Arizona COA Holds ICWA Applies to Abandonment Proceedings

Here is the opinion in S.S. v. Stephanie H. (Ariz. Ct. App. — Div. 1).

An excerpt:

As Mother and the Tribes argue, ICWA’s plain language does not limit its scope to proceedings brought by state-licensed or public agencies. By its own terms, ICWA applies to any petition to terminate a parent’s rights. 25 U.S.C. § 1903(1)(ii) (“‘termination of parental rights’ . . . shall mean any action resulting in the termination of the parent-child relationship”). “Read naturally, the word ‘any’ has an expansive meaning, that is, ‘one or some indiscriminately of whatever kind.'” United States v. Gonzales, 520 U.S. 1, 5, 117 S. Ct. 1032, 137 L. Ed. 2d 132 (1997) (quoting Webster’s Third New International Dictionary 97 (1976)). It follows that Congress did not intend that ICWA would apply only to termination proceedings commenced by state-licensed or public agencies. See D.J. v. P.C., 36 P.3d 663, 673 (Alaska 2001) (“ICWA applies to termination proceedings when a party other than the state seeks the termination.”); In re N.B., 199 P.3d 16, 19 (Colo. App. 2007) (“ICWA’s plain language is not limited to action by a social services department.”); In re D.A.C., 933 P.2d 993, 1000-01 (Utah App. 1997) (ICWA applies to any proceeding in juvenile court with permanent consequences to the parent-child relationship).

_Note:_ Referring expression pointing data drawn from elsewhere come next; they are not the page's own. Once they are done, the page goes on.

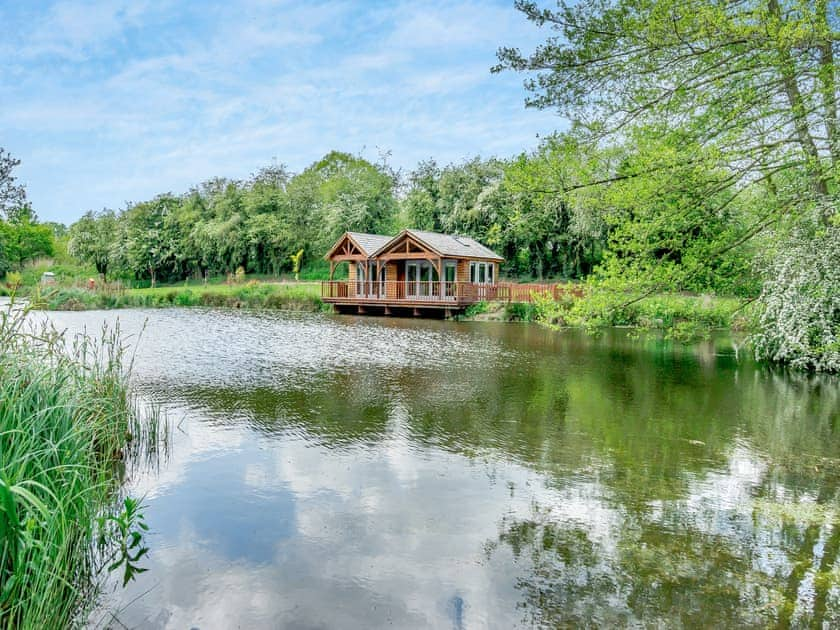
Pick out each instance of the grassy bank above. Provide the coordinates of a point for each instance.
(680, 316)
(66, 426)
(291, 296)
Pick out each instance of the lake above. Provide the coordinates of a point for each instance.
(341, 472)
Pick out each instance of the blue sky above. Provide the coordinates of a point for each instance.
(111, 102)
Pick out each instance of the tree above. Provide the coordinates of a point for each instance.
(12, 194)
(93, 241)
(755, 79)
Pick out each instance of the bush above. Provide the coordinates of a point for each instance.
(799, 320)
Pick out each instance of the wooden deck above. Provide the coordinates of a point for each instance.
(450, 296)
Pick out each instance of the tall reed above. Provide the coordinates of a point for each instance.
(66, 420)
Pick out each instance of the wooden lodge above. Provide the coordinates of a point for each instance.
(412, 272)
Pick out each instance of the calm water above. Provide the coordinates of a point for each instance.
(333, 472)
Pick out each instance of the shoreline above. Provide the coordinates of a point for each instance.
(681, 317)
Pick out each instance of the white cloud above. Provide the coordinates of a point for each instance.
(138, 99)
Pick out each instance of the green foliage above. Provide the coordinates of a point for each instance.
(295, 297)
(476, 309)
(799, 322)
(260, 225)
(93, 241)
(65, 415)
(125, 528)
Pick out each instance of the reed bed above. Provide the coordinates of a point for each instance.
(67, 423)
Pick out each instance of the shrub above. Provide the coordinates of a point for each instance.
(799, 320)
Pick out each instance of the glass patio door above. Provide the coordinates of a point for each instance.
(412, 279)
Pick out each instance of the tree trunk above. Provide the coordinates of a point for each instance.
(787, 70)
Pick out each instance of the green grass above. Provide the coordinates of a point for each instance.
(292, 296)
(66, 422)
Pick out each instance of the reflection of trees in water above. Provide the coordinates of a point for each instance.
(682, 563)
(648, 432)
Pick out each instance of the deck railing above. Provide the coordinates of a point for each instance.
(437, 291)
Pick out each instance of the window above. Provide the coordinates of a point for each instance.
(481, 273)
(449, 272)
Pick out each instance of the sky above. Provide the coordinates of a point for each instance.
(110, 102)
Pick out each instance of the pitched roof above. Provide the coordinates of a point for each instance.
(369, 242)
(450, 245)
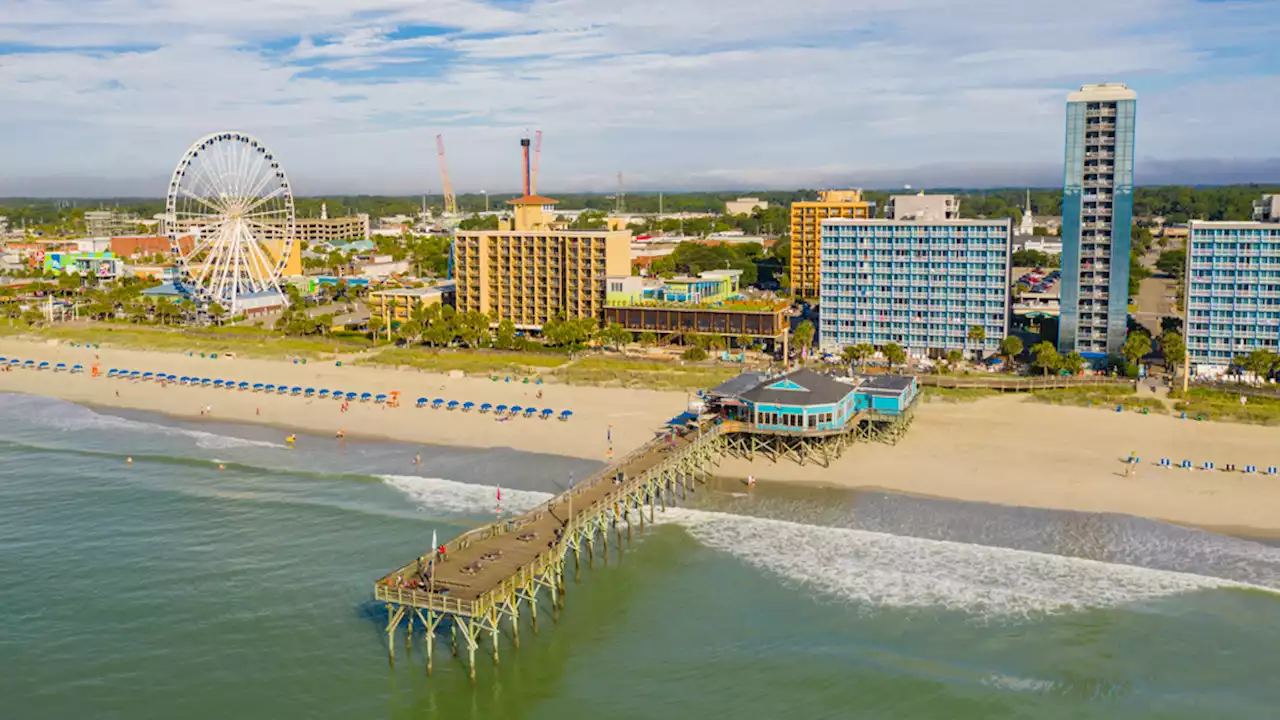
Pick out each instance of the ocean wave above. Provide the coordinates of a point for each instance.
(67, 417)
(873, 568)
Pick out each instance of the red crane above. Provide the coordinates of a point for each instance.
(451, 203)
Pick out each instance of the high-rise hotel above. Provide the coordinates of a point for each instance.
(1233, 297)
(920, 283)
(1097, 218)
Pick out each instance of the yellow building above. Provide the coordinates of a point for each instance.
(397, 305)
(807, 233)
(529, 272)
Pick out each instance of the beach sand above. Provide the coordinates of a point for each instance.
(1011, 450)
(634, 414)
(1006, 450)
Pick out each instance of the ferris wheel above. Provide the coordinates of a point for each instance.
(231, 224)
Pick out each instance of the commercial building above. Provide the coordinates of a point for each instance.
(1097, 219)
(745, 205)
(923, 206)
(397, 305)
(1265, 209)
(327, 229)
(807, 219)
(918, 283)
(1233, 297)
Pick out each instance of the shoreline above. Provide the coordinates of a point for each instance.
(1004, 450)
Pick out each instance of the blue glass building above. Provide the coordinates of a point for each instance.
(1097, 219)
(918, 283)
(1233, 300)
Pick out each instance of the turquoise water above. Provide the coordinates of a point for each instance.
(169, 588)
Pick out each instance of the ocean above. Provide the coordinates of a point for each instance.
(172, 588)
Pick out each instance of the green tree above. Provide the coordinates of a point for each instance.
(895, 355)
(1046, 358)
(977, 335)
(1136, 347)
(803, 336)
(1010, 347)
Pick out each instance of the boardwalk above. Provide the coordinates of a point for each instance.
(499, 570)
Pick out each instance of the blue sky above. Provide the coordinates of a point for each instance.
(676, 94)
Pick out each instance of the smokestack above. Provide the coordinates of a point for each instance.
(524, 145)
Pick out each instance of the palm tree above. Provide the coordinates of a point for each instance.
(977, 336)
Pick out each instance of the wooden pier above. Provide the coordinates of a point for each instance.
(504, 569)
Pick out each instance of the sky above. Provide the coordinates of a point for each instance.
(104, 96)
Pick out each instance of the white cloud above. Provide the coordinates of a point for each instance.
(670, 91)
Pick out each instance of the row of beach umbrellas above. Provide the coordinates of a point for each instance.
(41, 365)
(512, 410)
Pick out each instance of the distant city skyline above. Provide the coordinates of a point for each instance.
(101, 98)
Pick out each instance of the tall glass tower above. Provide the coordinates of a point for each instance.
(1097, 219)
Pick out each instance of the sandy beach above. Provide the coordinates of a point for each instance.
(1006, 450)
(634, 415)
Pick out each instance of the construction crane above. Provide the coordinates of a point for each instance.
(451, 203)
(538, 156)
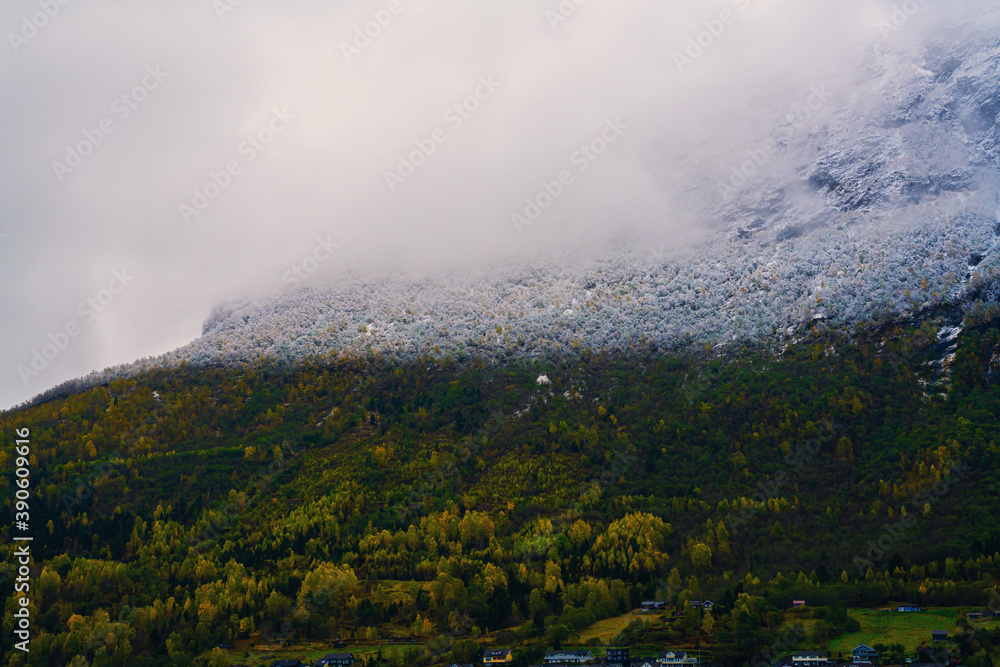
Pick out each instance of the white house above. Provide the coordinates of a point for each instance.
(809, 659)
(567, 657)
(678, 659)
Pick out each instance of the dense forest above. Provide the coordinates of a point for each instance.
(470, 505)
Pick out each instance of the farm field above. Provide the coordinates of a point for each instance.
(911, 629)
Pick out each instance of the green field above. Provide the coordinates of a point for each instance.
(911, 629)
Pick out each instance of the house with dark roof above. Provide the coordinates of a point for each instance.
(498, 656)
(567, 657)
(863, 653)
(809, 659)
(617, 657)
(677, 659)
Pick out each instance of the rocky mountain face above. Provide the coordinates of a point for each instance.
(866, 203)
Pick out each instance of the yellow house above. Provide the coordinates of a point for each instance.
(499, 656)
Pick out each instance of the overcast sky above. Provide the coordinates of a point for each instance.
(114, 116)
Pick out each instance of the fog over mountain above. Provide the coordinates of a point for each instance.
(485, 180)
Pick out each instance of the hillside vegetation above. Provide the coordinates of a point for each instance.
(518, 504)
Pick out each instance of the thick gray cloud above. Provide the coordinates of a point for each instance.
(155, 98)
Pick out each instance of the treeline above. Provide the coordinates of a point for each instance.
(463, 505)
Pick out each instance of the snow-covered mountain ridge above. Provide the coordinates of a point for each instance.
(886, 207)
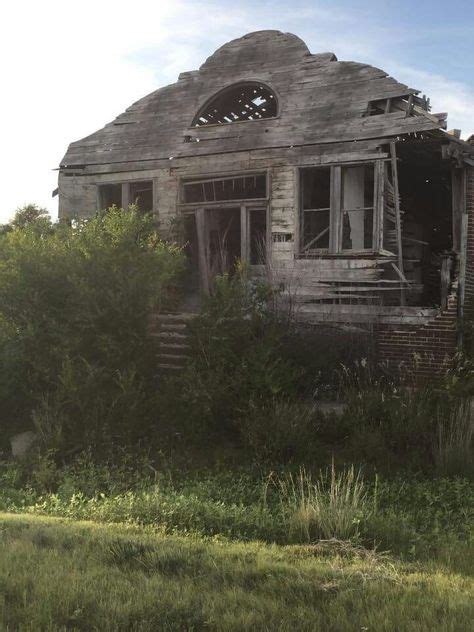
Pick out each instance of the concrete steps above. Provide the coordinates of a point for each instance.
(171, 332)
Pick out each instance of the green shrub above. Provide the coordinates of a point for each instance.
(281, 431)
(235, 365)
(75, 347)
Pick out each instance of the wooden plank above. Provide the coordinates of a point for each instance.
(335, 215)
(398, 222)
(203, 248)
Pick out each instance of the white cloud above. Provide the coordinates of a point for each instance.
(68, 68)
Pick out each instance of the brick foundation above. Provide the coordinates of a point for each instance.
(420, 352)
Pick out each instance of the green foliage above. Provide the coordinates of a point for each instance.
(330, 507)
(236, 365)
(74, 306)
(413, 518)
(282, 431)
(57, 575)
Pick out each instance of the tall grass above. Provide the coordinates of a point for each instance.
(453, 450)
(330, 506)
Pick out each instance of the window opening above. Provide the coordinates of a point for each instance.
(357, 207)
(110, 194)
(316, 195)
(141, 194)
(257, 236)
(223, 189)
(241, 102)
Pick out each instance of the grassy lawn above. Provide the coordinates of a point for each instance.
(60, 574)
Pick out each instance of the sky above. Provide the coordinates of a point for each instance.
(68, 68)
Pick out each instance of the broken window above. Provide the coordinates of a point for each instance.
(316, 195)
(141, 194)
(224, 189)
(257, 219)
(337, 208)
(241, 102)
(357, 207)
(110, 195)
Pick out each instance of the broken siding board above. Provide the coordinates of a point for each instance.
(159, 126)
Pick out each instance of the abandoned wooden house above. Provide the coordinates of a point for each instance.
(331, 178)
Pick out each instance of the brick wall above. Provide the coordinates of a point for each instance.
(469, 285)
(420, 352)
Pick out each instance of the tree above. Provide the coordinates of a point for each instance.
(75, 350)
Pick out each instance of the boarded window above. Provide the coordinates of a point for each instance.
(141, 194)
(316, 196)
(357, 207)
(241, 102)
(110, 195)
(225, 189)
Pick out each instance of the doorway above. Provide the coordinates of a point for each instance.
(217, 238)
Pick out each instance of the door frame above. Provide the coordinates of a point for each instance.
(202, 230)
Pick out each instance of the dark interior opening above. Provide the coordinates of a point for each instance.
(141, 194)
(224, 240)
(110, 195)
(241, 102)
(425, 188)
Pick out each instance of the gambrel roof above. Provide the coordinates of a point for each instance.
(320, 100)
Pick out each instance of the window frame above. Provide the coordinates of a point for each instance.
(202, 178)
(246, 207)
(209, 100)
(126, 191)
(336, 211)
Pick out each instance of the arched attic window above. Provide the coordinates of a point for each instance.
(241, 102)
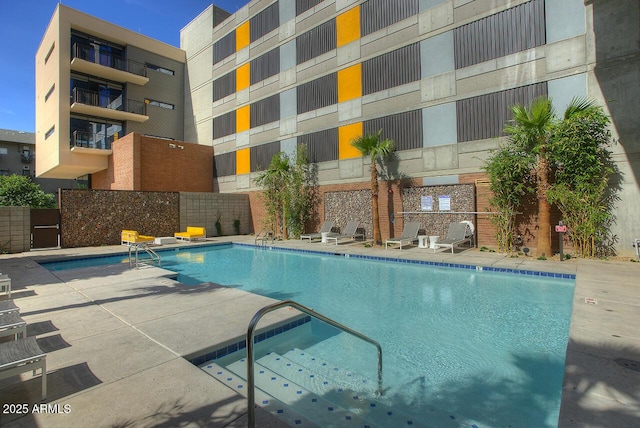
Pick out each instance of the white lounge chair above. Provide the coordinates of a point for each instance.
(12, 325)
(456, 235)
(326, 228)
(409, 234)
(21, 356)
(350, 231)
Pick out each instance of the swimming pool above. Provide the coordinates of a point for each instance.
(483, 346)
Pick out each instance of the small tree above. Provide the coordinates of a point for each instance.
(19, 190)
(508, 169)
(377, 149)
(584, 167)
(288, 192)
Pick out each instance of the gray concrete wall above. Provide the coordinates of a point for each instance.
(204, 209)
(15, 229)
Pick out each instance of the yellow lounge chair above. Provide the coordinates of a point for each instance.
(192, 233)
(129, 237)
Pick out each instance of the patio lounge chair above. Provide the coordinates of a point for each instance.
(326, 228)
(409, 234)
(350, 231)
(192, 233)
(7, 306)
(456, 235)
(129, 237)
(12, 325)
(21, 356)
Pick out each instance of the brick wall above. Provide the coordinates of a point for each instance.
(152, 164)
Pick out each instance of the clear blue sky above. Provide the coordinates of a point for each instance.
(23, 22)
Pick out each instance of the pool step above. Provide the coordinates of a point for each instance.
(309, 404)
(263, 399)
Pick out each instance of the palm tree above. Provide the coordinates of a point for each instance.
(531, 130)
(275, 181)
(377, 149)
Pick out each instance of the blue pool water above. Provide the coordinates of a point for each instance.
(486, 346)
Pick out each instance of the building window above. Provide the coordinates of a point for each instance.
(224, 165)
(322, 146)
(405, 129)
(316, 41)
(513, 30)
(484, 116)
(391, 69)
(264, 22)
(378, 14)
(318, 93)
(224, 86)
(224, 47)
(49, 92)
(304, 5)
(46, 58)
(159, 104)
(49, 132)
(160, 69)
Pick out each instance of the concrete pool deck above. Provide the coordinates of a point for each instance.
(115, 339)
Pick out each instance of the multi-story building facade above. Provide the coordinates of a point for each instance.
(437, 76)
(17, 156)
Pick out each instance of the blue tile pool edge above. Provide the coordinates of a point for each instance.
(242, 343)
(477, 268)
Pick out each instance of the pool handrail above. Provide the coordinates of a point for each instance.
(251, 417)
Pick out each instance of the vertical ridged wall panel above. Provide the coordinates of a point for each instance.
(513, 30)
(316, 41)
(265, 111)
(265, 66)
(226, 85)
(224, 47)
(485, 116)
(304, 5)
(224, 125)
(318, 93)
(261, 155)
(264, 22)
(405, 129)
(322, 146)
(378, 14)
(224, 165)
(391, 69)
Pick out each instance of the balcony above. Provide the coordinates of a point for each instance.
(93, 103)
(86, 60)
(90, 143)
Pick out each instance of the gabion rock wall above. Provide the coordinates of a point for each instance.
(97, 217)
(436, 222)
(346, 206)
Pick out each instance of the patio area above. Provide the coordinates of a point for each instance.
(116, 339)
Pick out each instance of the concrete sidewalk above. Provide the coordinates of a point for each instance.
(115, 339)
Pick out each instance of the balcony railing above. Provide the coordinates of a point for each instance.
(89, 140)
(92, 98)
(118, 62)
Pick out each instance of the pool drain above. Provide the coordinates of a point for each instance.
(629, 364)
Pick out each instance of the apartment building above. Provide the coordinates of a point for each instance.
(437, 76)
(17, 156)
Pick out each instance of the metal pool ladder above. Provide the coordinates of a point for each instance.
(135, 260)
(263, 236)
(251, 399)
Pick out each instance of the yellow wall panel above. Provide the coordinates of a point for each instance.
(348, 26)
(243, 117)
(243, 37)
(243, 161)
(346, 134)
(243, 77)
(350, 83)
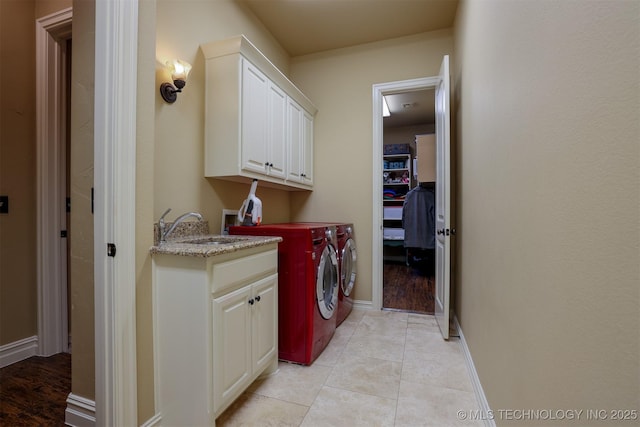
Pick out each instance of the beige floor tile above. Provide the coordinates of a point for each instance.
(342, 408)
(293, 383)
(381, 325)
(428, 405)
(389, 314)
(355, 315)
(255, 410)
(367, 375)
(436, 369)
(422, 321)
(428, 341)
(335, 348)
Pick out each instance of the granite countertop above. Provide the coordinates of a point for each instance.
(193, 239)
(211, 245)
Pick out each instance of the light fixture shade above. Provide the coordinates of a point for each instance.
(179, 69)
(385, 108)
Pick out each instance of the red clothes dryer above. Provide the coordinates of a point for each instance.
(308, 287)
(345, 244)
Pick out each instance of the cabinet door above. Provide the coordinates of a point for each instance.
(276, 131)
(265, 321)
(307, 153)
(255, 95)
(232, 364)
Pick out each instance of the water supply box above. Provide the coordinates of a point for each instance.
(393, 233)
(392, 212)
(397, 149)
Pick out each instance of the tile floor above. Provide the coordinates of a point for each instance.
(382, 368)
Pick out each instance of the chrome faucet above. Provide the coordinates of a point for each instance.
(164, 233)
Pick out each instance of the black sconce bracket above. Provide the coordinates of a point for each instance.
(169, 91)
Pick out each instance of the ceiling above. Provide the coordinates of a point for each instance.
(304, 27)
(411, 108)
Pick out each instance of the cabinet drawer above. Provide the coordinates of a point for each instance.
(229, 274)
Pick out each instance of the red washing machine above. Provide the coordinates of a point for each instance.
(347, 256)
(308, 287)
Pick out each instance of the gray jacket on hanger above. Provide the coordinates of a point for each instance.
(418, 218)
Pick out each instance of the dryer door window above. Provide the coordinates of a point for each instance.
(327, 282)
(348, 267)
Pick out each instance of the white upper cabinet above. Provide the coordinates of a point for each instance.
(300, 144)
(258, 125)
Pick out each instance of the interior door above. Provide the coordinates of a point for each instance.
(443, 200)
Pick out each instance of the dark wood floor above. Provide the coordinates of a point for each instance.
(33, 392)
(408, 288)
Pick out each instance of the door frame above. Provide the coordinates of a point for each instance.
(115, 114)
(379, 90)
(52, 33)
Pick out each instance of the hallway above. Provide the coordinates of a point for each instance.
(382, 368)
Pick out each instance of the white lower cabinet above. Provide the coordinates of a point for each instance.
(244, 327)
(215, 330)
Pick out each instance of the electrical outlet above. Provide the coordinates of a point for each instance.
(4, 204)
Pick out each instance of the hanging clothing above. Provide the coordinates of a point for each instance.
(418, 218)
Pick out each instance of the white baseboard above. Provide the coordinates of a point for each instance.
(18, 350)
(153, 421)
(81, 412)
(475, 380)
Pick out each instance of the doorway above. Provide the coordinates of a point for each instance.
(53, 70)
(408, 272)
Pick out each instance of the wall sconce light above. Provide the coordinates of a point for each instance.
(179, 71)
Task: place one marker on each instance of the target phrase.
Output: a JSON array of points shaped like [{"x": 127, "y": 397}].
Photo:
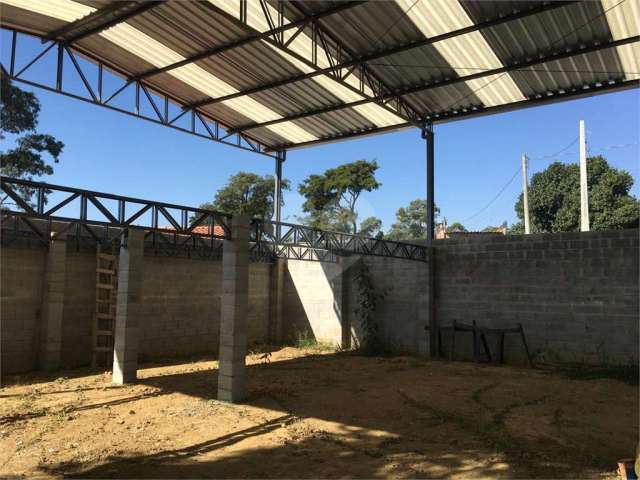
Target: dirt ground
[{"x": 319, "y": 414}]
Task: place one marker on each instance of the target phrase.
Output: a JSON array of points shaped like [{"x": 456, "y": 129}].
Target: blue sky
[{"x": 112, "y": 152}]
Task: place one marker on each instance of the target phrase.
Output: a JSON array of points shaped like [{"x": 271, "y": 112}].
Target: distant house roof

The Court goes on to wrestle with the concept of active efforts in such a proceeding, an issue that was in play in a recent Washington Supreme Court case:

The children argue there are no services that can prevent a parent from abandoning a child. Cf.A.R.S. § 8-533(B)(8) (petition to sever parental rights based on out-of-home placement requires proof “that the agency responsible for the care of the child has made a diligent effort to provide appropriate reunification services”). But “active efforts,” particularly in the context of abandonment, will not always implicate formal public services. Under Arizona law, a parent abandons a child by failing “to provide reasonable support and to maintain regular contact with the child, including providing normal supervision.” A.R.S. § 8-531(1). Construing ICWA broadly to promote its stated purpose, we interpret the “active efforts” requirement of § 1912(d) in an abandonment proceeding to include informal private initiatives [*12]  aimed at promoting contact by a parent with the child and encouraging that parent to embrace his or her responsibility to support and supervise the child. See In re C.A.V., 787 N.W.2d at 103 (mother met “active efforts” requirement by “facilitating visits before [father’s] incarceration and by inviting continued contact during his prison stay”).

P23 In the abstract, “active efforts” to prevent a parent from abandoning a child might include, inter alia, informing the parent about the child’s educational progress and interests; sending the parent photographs of the child; keeping the parent informed of irregular but significant expenses, such as medical expenses, to which the parent would be expected to contribute; and, where appropriate, inviting the parent to school and extracurricular events and allowing the child to accept communications from the parent. See, e.g., In re N.B., 199 P.3d at 25 (“[D]espite its finding of abandonment, the trial court also found that stepmother could have engaged in active efforts to provide remedial services and rehabilitative programs by informing the child of the identity of his biological mother and seeking to preserve the relationship between them by showing the child pictures of her.”).


Finally, the Arizona court flatly rejected an equal protection argument:

Without [*15]  citation to authority, the children finally argue that application of ICWA to Father’s petition violates their constitutional rights to equal protection, based on their “race and tribal affiliation.” We join the several other courts that have concluded that the additional requirements ICWA imposes on severance of a parent’s rights to an Indian child are based not on race, but on Indians’ political status and tribal sovereignty, and that those requirements are rationally related to the federal government’s desire to protect the integrity of Indian families and tribes. See, e.g., In re N.B., 199 P.3d at 22-23 (citing cases).